7. März 2020 um 11:56 Uhr

Wer nicht hören will, muss fühlen - oder Hochwasser vs. "Da komm ich noch durch" 1:0

Bild: Polizei Bernkastel-Kues

Wir Polizisten hören viele Ausreden, wenn wir Autofahrer dabei erwischen, wie sie durch eine Straßensperre fahren oder dies gerne tun würden. “Ich fahre hier immer lang”, “Ich wohne da” oder “Ich muss aber da durch” sind nur ein paar Beispiele für Ausreden, warum man sich an die Anordnung hier nicht weiterzufahren nicht halte möchte.

“The karma strikes back” fällt einem unweigerlich bei dem folgenden Vorfall ein, bei dem ein Autofahrer meinte, die Straßensperre ignorieren zu können, diese zu umfahren und dann seine Fahrt unbekümmert fortzusetzen. Bis es dann überhaupt nicht mehr weiter ging.
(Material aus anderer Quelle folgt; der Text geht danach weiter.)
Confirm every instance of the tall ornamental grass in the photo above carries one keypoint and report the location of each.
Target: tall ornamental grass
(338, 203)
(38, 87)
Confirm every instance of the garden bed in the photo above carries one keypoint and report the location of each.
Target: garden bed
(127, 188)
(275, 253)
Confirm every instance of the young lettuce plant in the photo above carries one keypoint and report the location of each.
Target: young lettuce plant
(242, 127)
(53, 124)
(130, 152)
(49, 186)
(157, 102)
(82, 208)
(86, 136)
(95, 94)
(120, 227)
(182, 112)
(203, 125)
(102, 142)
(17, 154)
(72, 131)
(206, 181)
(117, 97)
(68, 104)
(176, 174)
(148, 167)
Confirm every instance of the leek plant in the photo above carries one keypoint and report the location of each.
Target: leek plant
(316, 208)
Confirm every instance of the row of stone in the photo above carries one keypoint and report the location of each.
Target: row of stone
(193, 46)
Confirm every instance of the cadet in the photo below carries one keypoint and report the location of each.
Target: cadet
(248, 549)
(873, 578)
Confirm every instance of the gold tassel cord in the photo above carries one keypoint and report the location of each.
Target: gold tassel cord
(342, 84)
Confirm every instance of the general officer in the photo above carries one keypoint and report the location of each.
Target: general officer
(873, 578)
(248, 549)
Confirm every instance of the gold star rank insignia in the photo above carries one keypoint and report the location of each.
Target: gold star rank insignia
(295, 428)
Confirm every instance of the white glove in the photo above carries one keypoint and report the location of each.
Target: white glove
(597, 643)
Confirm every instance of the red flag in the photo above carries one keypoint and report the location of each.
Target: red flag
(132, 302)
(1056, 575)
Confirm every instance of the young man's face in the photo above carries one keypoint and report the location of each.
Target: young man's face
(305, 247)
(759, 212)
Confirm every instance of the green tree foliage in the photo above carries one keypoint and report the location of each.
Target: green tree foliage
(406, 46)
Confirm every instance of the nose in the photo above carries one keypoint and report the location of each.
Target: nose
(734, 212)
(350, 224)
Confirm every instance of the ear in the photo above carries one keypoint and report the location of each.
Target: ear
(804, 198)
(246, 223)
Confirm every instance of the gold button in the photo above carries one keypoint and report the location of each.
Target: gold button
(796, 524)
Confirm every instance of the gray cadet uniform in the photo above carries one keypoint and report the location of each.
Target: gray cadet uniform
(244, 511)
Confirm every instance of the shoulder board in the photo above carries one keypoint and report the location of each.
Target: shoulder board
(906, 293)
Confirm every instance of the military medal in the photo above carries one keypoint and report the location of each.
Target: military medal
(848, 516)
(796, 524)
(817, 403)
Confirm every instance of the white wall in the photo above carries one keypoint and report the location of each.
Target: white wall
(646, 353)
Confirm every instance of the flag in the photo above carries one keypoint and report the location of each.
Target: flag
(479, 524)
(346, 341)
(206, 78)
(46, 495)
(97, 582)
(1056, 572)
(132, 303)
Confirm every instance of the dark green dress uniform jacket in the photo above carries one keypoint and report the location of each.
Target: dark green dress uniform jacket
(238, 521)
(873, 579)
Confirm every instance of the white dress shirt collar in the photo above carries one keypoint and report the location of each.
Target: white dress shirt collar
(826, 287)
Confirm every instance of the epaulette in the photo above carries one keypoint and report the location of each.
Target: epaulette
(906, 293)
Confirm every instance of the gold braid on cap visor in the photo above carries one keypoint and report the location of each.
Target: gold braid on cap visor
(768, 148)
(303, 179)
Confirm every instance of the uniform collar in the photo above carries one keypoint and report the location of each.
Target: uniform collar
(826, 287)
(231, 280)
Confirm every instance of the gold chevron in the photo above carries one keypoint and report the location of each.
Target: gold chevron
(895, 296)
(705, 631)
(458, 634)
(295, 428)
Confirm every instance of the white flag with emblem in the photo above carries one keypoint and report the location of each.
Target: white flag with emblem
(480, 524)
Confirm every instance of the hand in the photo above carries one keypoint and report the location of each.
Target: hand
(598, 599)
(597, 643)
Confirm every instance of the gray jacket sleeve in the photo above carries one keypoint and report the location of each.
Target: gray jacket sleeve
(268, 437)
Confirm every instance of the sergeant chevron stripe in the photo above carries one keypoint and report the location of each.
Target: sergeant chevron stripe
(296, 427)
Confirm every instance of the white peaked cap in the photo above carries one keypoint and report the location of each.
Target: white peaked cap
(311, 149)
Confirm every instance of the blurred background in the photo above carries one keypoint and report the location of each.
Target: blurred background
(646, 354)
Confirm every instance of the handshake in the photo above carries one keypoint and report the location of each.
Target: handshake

So sind an der Mosel in Rheinland-Pfalz mehrere Straßen wegen Hochwassers gesperrt, eine entsprechende Beschilderung wurde aufgestellt. Die hatte der junge Fahrer ignoriert und musste dann feststellen, dass die Schilder völlig zurecht aufgestellt waren. Er blieb nämlich im Hochwasser stecken (siehe Bild).

Und so kam es zum Einsatz der Polizei Bernkastel-Kues und mehrerer Feuerwehren, um den Autofahrer und sein Gefährt aus dieser misslichen Lage wieder zu befreien. Völlig unnötig, aber des Menschen Wille ist sein Himmelreich.

Und die Moral von der Geschicht: Missachte keine Straßensperre nicht.